14. Bu bağlamda 6100 sayılı HMK’nın geçici 3. maddesi;
"(1) Bölge adliye mahkemelerinin, 26/9/2004 tarihli ve 5235 sayılı Adli Yargı İlk Derece Mahkemeleri ile Bölge Adliye Mahkemelerinin Kuruluş, Görev ve Yetkileri Hakkında Kanunun geçici 2 nci maddesi uyarınca Resmî Gazete’de ilan edilecek göreve başlama tarihine kadar, 1086 sayılı Kanunun temyize ilişkin yürürlükteki hükümlerinin uygulanmasına devam olunur.
(2) Bölge adliye mahkemelerinin göreve başlama tarihinden önce verilen kararlar hakkında, kesinleşinceye kadar 1086 sayılı Kanunun 26/9/2004 tarihli ve 5236 sayılı Kanunla yapılan değişiklikten önceki 427 ilâ 454 üncü madde hükümlerinin uygulanmasına devam olunur. (Ek cümle: 1/7/2016-6723/34 md.) Bu kararlara ilişkin dosyalar bölge adliye mahkemelerine gönderilemez.
(3) Bu Kanunda bölge adliye mahkemelerine görev verilen hallerde bu mahkemelerin göreve başlama tarihine kadar 1086 sayılı Kanunun bu Kanuna aykırı olmayan hükümleri uygulanır.” hükmünü içermektedir.

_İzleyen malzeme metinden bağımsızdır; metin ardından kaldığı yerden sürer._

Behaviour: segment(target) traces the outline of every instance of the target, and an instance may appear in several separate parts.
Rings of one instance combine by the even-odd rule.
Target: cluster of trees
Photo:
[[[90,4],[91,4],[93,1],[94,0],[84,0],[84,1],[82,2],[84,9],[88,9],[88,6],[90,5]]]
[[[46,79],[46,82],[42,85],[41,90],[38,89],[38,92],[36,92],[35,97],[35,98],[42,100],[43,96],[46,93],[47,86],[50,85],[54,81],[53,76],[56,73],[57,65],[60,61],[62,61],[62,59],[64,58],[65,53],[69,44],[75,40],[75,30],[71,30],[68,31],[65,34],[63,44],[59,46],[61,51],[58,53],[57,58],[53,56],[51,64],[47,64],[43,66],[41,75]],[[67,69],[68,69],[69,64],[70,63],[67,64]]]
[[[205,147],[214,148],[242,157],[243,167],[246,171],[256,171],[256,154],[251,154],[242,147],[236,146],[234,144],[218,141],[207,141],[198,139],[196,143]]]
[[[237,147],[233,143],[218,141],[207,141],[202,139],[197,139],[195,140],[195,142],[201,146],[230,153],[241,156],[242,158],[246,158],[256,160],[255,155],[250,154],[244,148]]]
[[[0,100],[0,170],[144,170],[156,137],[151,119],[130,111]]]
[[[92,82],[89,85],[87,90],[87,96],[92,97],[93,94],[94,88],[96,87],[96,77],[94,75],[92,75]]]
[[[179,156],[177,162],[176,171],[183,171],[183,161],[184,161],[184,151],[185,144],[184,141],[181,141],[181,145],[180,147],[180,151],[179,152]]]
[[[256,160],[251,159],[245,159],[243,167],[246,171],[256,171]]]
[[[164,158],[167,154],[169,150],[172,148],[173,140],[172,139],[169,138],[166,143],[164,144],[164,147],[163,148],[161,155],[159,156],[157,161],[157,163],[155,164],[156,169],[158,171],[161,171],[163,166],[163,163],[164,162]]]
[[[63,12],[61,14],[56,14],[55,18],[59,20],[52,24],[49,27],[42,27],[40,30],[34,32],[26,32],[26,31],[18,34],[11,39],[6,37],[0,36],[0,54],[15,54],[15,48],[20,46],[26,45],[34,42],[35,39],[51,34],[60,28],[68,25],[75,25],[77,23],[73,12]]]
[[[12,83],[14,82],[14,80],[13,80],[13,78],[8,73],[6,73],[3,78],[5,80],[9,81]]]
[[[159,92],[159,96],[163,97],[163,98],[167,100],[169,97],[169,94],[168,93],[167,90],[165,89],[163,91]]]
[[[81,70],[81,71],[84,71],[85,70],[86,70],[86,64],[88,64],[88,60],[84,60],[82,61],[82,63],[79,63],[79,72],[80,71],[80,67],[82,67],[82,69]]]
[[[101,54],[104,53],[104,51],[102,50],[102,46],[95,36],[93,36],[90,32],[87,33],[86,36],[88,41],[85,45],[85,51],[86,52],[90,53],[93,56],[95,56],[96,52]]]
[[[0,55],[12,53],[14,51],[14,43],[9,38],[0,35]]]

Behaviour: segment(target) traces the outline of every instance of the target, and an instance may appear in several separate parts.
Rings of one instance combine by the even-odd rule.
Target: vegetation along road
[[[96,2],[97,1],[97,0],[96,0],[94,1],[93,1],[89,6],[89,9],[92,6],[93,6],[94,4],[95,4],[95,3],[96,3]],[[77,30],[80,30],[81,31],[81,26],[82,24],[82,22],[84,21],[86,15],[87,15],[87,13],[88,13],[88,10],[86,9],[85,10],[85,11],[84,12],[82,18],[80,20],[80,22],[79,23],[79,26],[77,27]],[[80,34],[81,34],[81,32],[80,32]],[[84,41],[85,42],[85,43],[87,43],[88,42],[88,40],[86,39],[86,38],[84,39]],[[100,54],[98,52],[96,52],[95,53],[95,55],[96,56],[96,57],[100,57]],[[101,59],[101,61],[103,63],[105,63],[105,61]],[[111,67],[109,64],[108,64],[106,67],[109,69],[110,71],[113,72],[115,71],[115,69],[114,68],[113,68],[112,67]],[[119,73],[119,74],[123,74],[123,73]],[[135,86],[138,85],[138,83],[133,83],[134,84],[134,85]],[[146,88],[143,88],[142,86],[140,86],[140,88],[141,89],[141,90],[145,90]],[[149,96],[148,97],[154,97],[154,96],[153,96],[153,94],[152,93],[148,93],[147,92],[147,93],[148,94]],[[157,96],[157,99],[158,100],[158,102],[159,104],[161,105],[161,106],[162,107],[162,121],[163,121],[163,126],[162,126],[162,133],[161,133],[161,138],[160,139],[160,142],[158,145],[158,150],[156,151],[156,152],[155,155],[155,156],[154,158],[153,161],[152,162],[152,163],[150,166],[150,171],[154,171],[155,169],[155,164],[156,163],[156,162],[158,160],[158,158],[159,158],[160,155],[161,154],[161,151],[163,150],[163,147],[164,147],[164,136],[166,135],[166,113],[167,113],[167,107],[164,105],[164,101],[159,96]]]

15. Yukarıdaki madde metninden, bölge adliye mahkemelerinin göreve başlama tarihinden önce verilmiş olan kararlar hakkında, kesinleşinceye kadar 1086 sayılı Kanun’un 26.09.2004 tarih ve 5236 sayılı Kanun’la yapılan değişiklikten önceki 427 ila 454. madde hükümlerinin uygulanmasına devam olunacağı açıkça anlaşılmaktadır.
16. Bilindiği üzere, 21.07.2004 tarihli ve 25529 sayılı Resmî Gazete’de yayımlanarak, öngördüğü istisnalar dışındaki hükümleri yayım tarihinde yürürlüğe giren, 14.07.2004 tarih ve 5219 sayılı “Çeşitli Kanunlarda Değişiklik Yapılmasına Dair Kanun” yürürlük tarihinden sonra yerel mahkemelerce verilen hükümler yönünden 1086 sayılı HUMK’nın 427. maddesindeki temyiz (kesinlik) sınırını bir milyar TL; yine yürürlük tarihinden sonra Yargıtay Daireleri ve Hukuk Genel Kurulunca temyiz incelemesi sonucunda verilen kararlara karşı karar düzeltme yoluna gidilebilmesi için 440/III-1. maddesinde aranan parasal sınırı da altı milyar TL olarak değiştirmiştir. 5219 ve 5236 sayılı Kanun’lara göre katsayı artışı uygulanarak bu sınırlar arttırılmıştır.
17. 16.07.1981 tarihli ve 2494 sayılı Kanun’un geçici maddesi ile temyiz ve karar düzeltme sınırlarına ilişkin değişikliklerin, Kanun’un yürürlüğe girmesinden sonra verilecek nihai kararlara yönelik temyiz ve karar düzeltme istemleri hakkında uygulanacağı belirtilmiş; dolayısıyla, dava hangi tarihte açılmış olursa olsun, temyiz ve karar düzeltme sınırlarının saptanmasında, hakkında bu yollara başvurulan hükmün verildiği tarihteki yasal durumun esas alınacağı kabul edilmiştir.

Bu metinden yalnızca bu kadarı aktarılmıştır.